Там я окончательно и бесповоротно убедился, что на воздушное сообщение рассчитывать не стоит. «Недавно открытая» железная дорога на Лобита-Бэй опять закрылась. Движение по ней было возможно только в сухой сезон, когда незаконченный участок на бельгийском конце линии компенсировался моторным транспортом. Как ни парадоксально, самое быстрое сообщение с Европой требовало сделать крюк в сотни миль, через две Родезии и Южно-Африканский Союз. В Кейптауне меня ждал скоростной пакетбот до Саутгемптона.
Не так-то просто было доходчиво объяснить сотруднику иммиграционной службы, у которого мне требовалось получить разрешение на выезд из Конго, почему я существенно отклонился от маршрута, указанного в моем свидетельстве о въезде в страну. Но в конце концов он проникся моими затруднениями и не стал чинить препятствий. А пока суд да дело, я работал и отдыхал, наслаждаясь комфортом и покоем Элизабетвиля.

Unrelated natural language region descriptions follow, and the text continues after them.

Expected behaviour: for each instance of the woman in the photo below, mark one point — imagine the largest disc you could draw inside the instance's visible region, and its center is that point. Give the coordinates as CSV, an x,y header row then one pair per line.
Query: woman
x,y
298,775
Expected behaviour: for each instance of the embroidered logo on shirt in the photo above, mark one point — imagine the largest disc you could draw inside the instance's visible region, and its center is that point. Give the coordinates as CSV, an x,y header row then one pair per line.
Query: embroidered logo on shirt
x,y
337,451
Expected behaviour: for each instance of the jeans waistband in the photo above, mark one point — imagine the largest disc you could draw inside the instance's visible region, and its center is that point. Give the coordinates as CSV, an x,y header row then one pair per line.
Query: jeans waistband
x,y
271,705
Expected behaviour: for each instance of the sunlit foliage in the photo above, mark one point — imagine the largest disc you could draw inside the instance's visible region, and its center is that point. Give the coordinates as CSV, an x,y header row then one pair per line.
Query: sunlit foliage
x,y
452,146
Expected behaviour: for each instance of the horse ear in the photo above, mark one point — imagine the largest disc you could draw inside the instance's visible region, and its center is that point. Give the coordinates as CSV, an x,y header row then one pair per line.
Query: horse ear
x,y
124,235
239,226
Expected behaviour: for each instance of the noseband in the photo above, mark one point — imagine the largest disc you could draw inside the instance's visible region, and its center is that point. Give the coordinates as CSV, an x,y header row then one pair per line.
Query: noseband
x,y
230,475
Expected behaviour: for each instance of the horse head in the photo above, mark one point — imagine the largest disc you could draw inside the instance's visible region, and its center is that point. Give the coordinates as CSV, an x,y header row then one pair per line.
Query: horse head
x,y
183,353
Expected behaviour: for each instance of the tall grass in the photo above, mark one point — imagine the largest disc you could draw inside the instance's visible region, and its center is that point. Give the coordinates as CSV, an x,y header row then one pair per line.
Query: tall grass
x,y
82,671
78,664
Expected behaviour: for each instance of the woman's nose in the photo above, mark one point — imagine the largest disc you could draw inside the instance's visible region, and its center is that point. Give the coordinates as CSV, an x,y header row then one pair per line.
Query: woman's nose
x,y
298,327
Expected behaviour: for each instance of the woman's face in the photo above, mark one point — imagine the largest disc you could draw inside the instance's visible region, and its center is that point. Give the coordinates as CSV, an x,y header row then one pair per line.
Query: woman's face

Шестидневная поездка по железной дороге. В Булавайо я приобрел роман, озаглавленный «Перекличка культур»: в нем главный злодей обезображивал лица своих жертв «соком тропического кактуса»; в Мафекинге приобрел персики; было дело – наше окно затуманили брызги водопада Виктория; было дело – все вокруг покрылось густой пылью великой пустыни Карру; было дело – мы наблюдали целую толпу головорезов, отпущенных из родезийских медных рудников: выяснилось, что у двоих нет паспортов, и полицейские с голыми коленками, задавшись целью найти тех отщепенцев, один из которых украл девять шиллингов у молодого проводника-полукровки, бегали по вагонам и заглядывали под сиденья. В Булавайо мы сделали пересадку и увидели, что в вагоне-ресторане официантами работают белые; после долгих скитаний нам уже казалось странным и даже в какой-то степени малоприличным, что белые люди обслуживают друг друга.
Наконец мы в Кейптауне.
У меня в кармане оставалось около сорока фунтов. Тем вечером отплывал какой-то пароход. За двадцать фунтов я купил место в каюте третьего класса, просторной и чистой. Стюарды посматривали на нас свысока, но добродушно; кормили, как в элитной частной школе: сытные обеды, пятичасовой чай с мясными закусками, к ужину – печенье. Среди пассажиров третьего класса был чрезвычайно тучный священник-валлиец. Его провожала паства. Эти люди стояли на пристани и пели, а он, истово размахивая руками, дирижировал до тех пор, пока слышались их голоса. Чаще всего раздавалась композиция с припевом «Я плыву домой», но хористы немного обманывались насчет радужного смысла этих слов: общая тема не вполне подходила к случаю. На самом деле речь шла не о путешествии из Кейптауна в Англию, а о смерти и возвращении души в лоно Создателя. Но это предсказание, видимо, никого не огорчало, да и жена священника пела с глубоким чувством, даже когда ее супруг прекратил отбивать ритм.